ゆるふわさんの方は笑って言いふらしそうな雰囲気があるし、キレイ系美人の方はイメージが違うとか眉を顰めながら本人に言ってしまいそう。

「でも彼女さんそういう素振りを見せないんでしょう。パンケーキだけじゃなくて全ての事において」
そこで友人は言葉を切ると、暫く考えていたけれど、

「相手の好きなものを尊重したり、されたら嫌なことをしない配慮ができる優しい人なんじゃないかな」
「うん…そうだと思う」

だから一緒にいるとホッとするし、ホッとするから一緒にいたいんだろうね、と繋げた友人にもうひとつ頷く。

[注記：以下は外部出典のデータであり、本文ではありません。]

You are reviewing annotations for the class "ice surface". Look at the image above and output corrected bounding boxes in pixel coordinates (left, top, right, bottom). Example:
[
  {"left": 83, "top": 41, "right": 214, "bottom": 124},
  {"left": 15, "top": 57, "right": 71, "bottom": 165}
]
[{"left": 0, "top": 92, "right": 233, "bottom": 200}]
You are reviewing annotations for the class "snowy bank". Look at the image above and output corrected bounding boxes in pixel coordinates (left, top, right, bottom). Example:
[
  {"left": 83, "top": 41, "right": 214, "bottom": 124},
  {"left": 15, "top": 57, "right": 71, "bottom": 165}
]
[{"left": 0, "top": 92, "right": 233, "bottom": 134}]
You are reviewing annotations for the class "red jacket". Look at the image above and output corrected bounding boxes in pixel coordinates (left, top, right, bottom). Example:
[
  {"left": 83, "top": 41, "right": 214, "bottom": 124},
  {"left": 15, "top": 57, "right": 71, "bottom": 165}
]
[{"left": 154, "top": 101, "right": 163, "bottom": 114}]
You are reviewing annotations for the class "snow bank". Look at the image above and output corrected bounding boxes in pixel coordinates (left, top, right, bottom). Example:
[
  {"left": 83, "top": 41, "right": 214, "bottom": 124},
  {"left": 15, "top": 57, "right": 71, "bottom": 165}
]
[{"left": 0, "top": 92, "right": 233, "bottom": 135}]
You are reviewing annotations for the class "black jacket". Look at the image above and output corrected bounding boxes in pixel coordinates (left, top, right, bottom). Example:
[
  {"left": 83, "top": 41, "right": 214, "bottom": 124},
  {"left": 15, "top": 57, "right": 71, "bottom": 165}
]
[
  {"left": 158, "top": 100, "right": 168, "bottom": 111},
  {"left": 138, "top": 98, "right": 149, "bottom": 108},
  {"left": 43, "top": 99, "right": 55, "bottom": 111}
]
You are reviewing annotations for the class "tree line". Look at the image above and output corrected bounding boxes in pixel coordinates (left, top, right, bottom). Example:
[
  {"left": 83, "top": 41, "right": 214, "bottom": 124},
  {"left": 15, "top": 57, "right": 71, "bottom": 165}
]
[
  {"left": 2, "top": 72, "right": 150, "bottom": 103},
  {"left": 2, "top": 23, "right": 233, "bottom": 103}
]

「流石に落ち込んだけど、そんな人だったら好きなっても仕方ないなって…それにあんな広瀬さんの様子見ちゃったらね。今まで散々遊んできたのばれてるのかな逃げられないように頑張ってとか、お幸せにとかしか思い浮かばなくなっちゃって」
「うん」
「それで…もういいかなぁって」
「そっか」
「うん。だから毒気抜かれちゃって、見守りたいっていうのも、嘘じゃないよ」
「いい女だな〜」
「へへ、そうでしょ」


ただ、何も言えないまま”なんとなく”で終わってしまう事は少し悔しくて、彼女連れの広瀬さんを見た翌週、私は彼に上げる書類に半分に折った便箋をクリップで留めたのだ。

「便箋?」
「うん。『SNS映えするフルーツと生クリームもりもりでベリーソースのかかったパンケーキ食べられる専門店と美味しいパフェがあるカフェの一覧です、彼女さんとどうぞ(ハート)』って書いといた」

友人が爆笑した。

上から下までびっちり埋められたリストを二度見した瞬間、広瀬さんは机にコーヒーをぶちまけていた。
思わず吹き出したら広瀬さんとぱっと視線が合い、私は咄嗟に目を逸らしてしまったけれど、その後も特に咎められるようなこともなくて関係も以前通りに良好なまんま。
給湯器で会った時はこっそり、今度行ってみるって小さく言ってたけど。
些細な意趣返しって分かってて許してくれたんだと思う。
いいよねそれぐらい。


「くっそ、リア充爆発しろー!あーあ、どこかにいい男いないかな〜彼氏欲しい〜」
「それこそ広瀬さんに紹介してもらったら?あの人案外顔広いよ。友人に霞が関のお役人がいたり」
「何それ詳しく」

ケラケラ笑いながら、「もう一軒寄ってこっか」、どちらともなく口にして、月明かりに照らされる路地を繁華街の方へと引き返すことになった。